Memorial service set
A memorial service for Don Harwell will be held at noon Friday, May 14, at the Union Fort Stake Center, 540 E. 7155 South, Midvale, preceded by a viewing from 10:30 to 11:45 a.m. The Debra Bonner Unity Gospel Choir then will perform Harwell’s favorite choir song. A viewing also is scheduled Thursday, May 13, from 6 to 8 p.m., at Broomhead Funeral Home, 12600 S. 2200 West, Riverton. Masks will be required.
The bighearted leader volunteered as a Sunday school teacher at the state prison. He served nine years on a corrections advisory board and later as a member of the peer group for Adult Probation and Parole.
“It was one of Don’s greatest loves,” Jerri Harwell said. “He felt it was part of his mission or purpose in this life to talk with parolees about honesty and integrity.”

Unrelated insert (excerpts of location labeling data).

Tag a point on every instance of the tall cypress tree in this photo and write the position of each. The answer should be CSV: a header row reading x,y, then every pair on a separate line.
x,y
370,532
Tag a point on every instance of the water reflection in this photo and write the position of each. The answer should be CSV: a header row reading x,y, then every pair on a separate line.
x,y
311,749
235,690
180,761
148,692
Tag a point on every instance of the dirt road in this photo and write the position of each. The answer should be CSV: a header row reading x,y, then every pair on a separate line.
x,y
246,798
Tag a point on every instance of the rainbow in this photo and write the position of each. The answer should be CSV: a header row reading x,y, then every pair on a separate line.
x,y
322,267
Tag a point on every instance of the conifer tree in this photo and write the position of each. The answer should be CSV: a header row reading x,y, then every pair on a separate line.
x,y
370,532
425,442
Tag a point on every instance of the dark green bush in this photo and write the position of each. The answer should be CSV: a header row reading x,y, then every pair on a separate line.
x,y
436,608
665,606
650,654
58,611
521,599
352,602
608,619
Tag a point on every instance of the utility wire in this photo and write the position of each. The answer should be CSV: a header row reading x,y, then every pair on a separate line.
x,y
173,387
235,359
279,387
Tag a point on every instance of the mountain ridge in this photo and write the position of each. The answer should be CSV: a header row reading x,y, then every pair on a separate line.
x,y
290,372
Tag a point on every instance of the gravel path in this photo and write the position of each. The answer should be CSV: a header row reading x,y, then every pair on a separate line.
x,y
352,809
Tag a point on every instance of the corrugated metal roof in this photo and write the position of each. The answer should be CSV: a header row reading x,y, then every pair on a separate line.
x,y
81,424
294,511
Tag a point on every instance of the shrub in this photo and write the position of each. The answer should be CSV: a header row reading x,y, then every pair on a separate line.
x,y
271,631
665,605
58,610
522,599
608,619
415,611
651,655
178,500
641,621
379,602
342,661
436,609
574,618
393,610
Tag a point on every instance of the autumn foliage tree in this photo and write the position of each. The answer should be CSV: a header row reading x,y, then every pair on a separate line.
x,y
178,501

The couple also served together as missionaries at Murray’s Intermountain Medical Center.
The soul of Genesis
His greatest legacy may have been his easygoing leadership of the monthly Genesis meetings.
Tamu Smith, of “Sistas in Zion” fame and co-author of “Diary of Two Mad Black Mormons,” was a regular attendee.
“Don was the uncle who could take a punch and not hit back,” Smith said. “We would argue a lot, but you knew he could absorb it because he loved us. You could tell him the hard truth, and he would not be offended.”
Harwell taught her not to hold grudges and how to “separate business from people,” she said. “We don’t attack the person; we attack the issue.”
And, she said, his quiet kindness was legendary.
One year, the Smith family was facing “a very slim Christmas,” she recalled. “So slim you could put out pictures with the note, ‘This is what I would have gotten you if we had money.’”
When the worried mom got home from a Genesis meeting, her door was ajar and a window open. Deeply suspicious, she walked around the house to see what was missing and then saw piles of presents under the tree.
“Nobody breaks into your house and leaves more than what they took.” Smith jokes. “Don had broken into the house and brought all these gifts. Even though he never admitted it, I knew it was him.”
He was also the group’s “‘funcle’ — the fun uncle.”
“I will never forget every party, every get-together,” Smith said. “He had a signature dance move that we called the ‘Uncle Don,’ and I teased him about it.”
But it was, she said, “memorable.”
When the now-renowned Genesis Gospel Choir first got started, Harwell championed the spirited troupe as well as joined it.
“A lot of people still don’t get it,” Harwell told The Salt Lake Tribune in 2016, who also was serving in his local ward’s bishopric at the time.
Latter-day Saints are so stiff they “don’t feel comfortable clapping — even though it’s OK. They are so locked in standard Mormon culture, they don’t realize how many different cultures are now in the church. With South America and Africa, there may be more people of color in the church than white people.”
The choir, now called the Debra Bonner Unity Gospel Choir, “wanted to bring as many souls as we can to Christ through music,” Harwell said. “We know we are doing something right.”
The singers wanted audiences to know, he said. “that being a [Latter-day Saint] is not a curse,” but “a blessing.”
For her part, Jerri Harwell, watched her husband suffer a lot during his final months, shrinking to almost a skeleton.
The widow is naturally bereft at the loss but comforted by her faith.
“I smile when I think about him no longer being in pain,” she said Sunday. “He’s home.”